# Towards Feedback-Based Generation of Hardware Characteristics

Marcus Jägemar Sigrid Eldh Andreas Ermedahl Ericsson AB first.last at ericsson.com Björn Lisper Mälardalen University bjorn.lisper at mdh.se

## ABSTRACT

In large complex server-like computer systems it is difficult to characterise hardware usage in early stages of system development. Many times the applications running on the platform are not ready at the time of platform deployment leading to postponed metrics measurement. In our study we seek answers to the questions: (1) Can we use a feedback-based control system to create a characteristics model of a real production system? (2) Can such a model be sufficiently accurate to detect characteristics changes instead of executing the production application?

The model we have created runs a signalling application, similar to the production application, together with a PID-regulator generating L1 and L2 cache misses to the same extent as the production system. Our measurements indicate that we have managed to mimic a similar environment regarding cache characteristics. Additionally we have applied the model on a software update for a production system and detected characteristics changes using the model. This has later been verified on the complete production system, which in this study is a large scale telecommunication system with a substantial market share.

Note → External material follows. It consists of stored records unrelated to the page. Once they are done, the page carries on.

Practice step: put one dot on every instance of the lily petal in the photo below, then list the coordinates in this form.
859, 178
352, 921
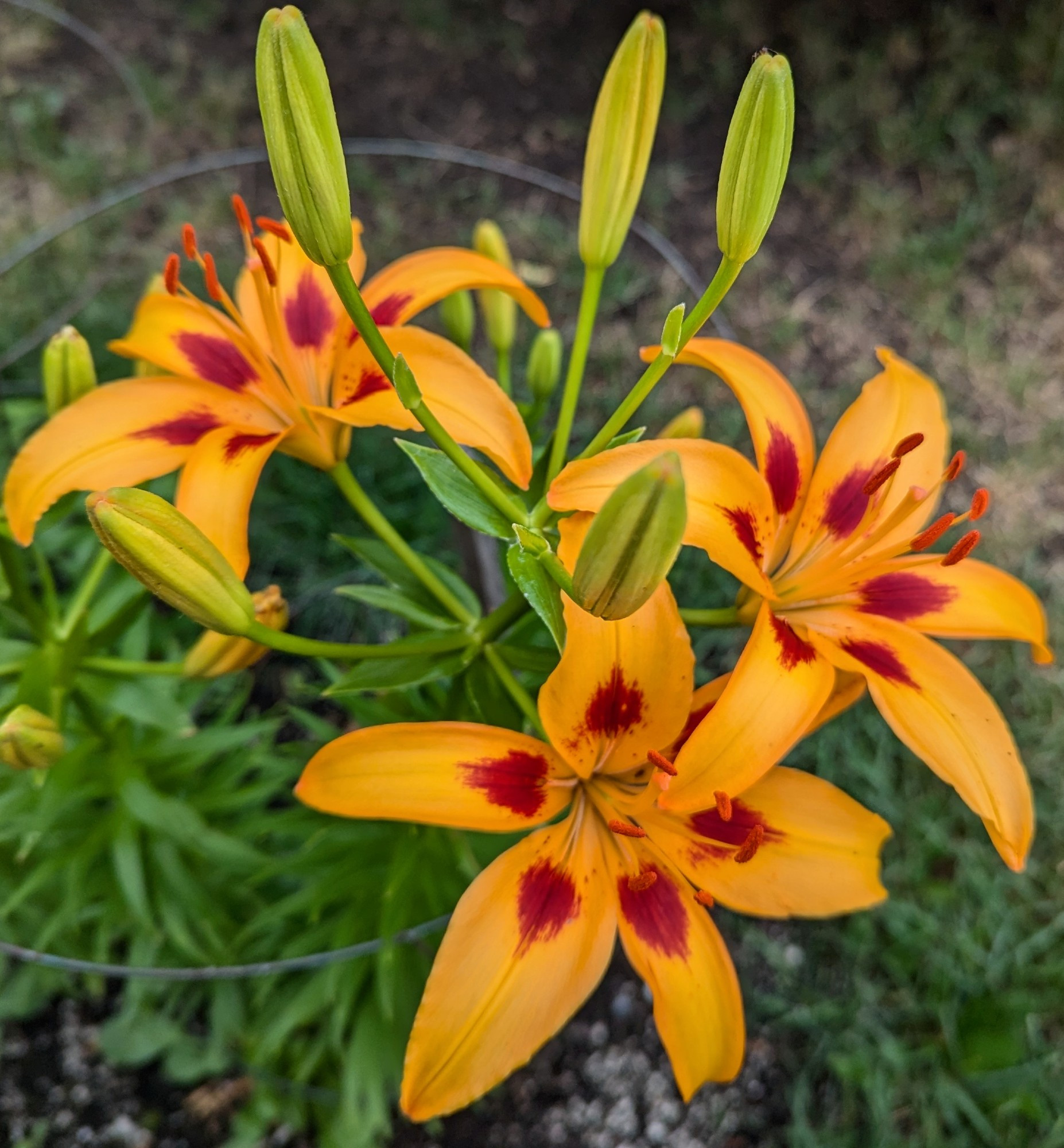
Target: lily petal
120, 436
941, 711
530, 941
776, 417
819, 854
470, 405
776, 692
731, 513
675, 948
456, 774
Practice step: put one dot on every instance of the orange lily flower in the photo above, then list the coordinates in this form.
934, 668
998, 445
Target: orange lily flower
535, 932
278, 368
838, 578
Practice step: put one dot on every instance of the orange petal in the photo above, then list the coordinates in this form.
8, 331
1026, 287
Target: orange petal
675, 948
776, 417
119, 436
411, 284
218, 484
453, 774
819, 856
775, 693
938, 709
529, 943
471, 406
620, 688
731, 511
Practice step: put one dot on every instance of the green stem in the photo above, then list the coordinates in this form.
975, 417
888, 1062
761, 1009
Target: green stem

#### **Categories and Subject Descriptors**

D.2.8 [Software Engineering]: Metrics—*performance measures*; B.3.2 [Memory Structures]: Design styles—*Cache Memories*; C.4 [Performance of Systems]: Measurement techniques

## **General Terms**

Measurement, Performance

## **Keywords**

Control Theory, Feedback computing, Performance Analysis, Characteristics, Cache memories, Simulation, Load Testing and Design Aids

## **1. INTRODUCTION**

Measuring behavioural characteristics for complex large scale computer systems is difficult since this requires either a full production system or advanced test programs with large test systems. After a software update, it is essential to measure behavioural characteristics and check that the nature of the system has not changed. Behavioural changes results in costly and time consuming verification in the development cycle. Late detection of unfulfilled requirements due to characteristics changes leads to increased lead time, since parts of the system must be re-investigated and re-implemented. Such increase in development time may not be accepted since short time-to-market is essential<sup>[6]</sup>. The system we are investigating is a telecommunication system with a market share of about 38% in 2011 [6]. It consists of 5M SLOC [3] and runs on more than 20 types of boards with different hardware layout and functionality servicing both voice and data communication.

We define one instance of the computer system we are investigating as a node. One node can consist of many CPUs but from a system point of view they are grouped as one execution entity. A large scale node has many CPUs, a small scale node may consist of only a single CPU. A node communicates extensively both internally and externally between nodes using signals, i.e., operating system messages. We introduce two concepts central to our investigation. The first; behavioural characteristics is in our case CPI, CPU-load or signal turnaround time but can be any metric that describes the behaviour or performance of the system. The second is load characteristics which is described by metrics that will affect the behavioural characteristics of the system. In our investigation we have concentrated on cache misses but it can be any other metric such as TLB usage, branch statistics, number of system calls or interrupts etc.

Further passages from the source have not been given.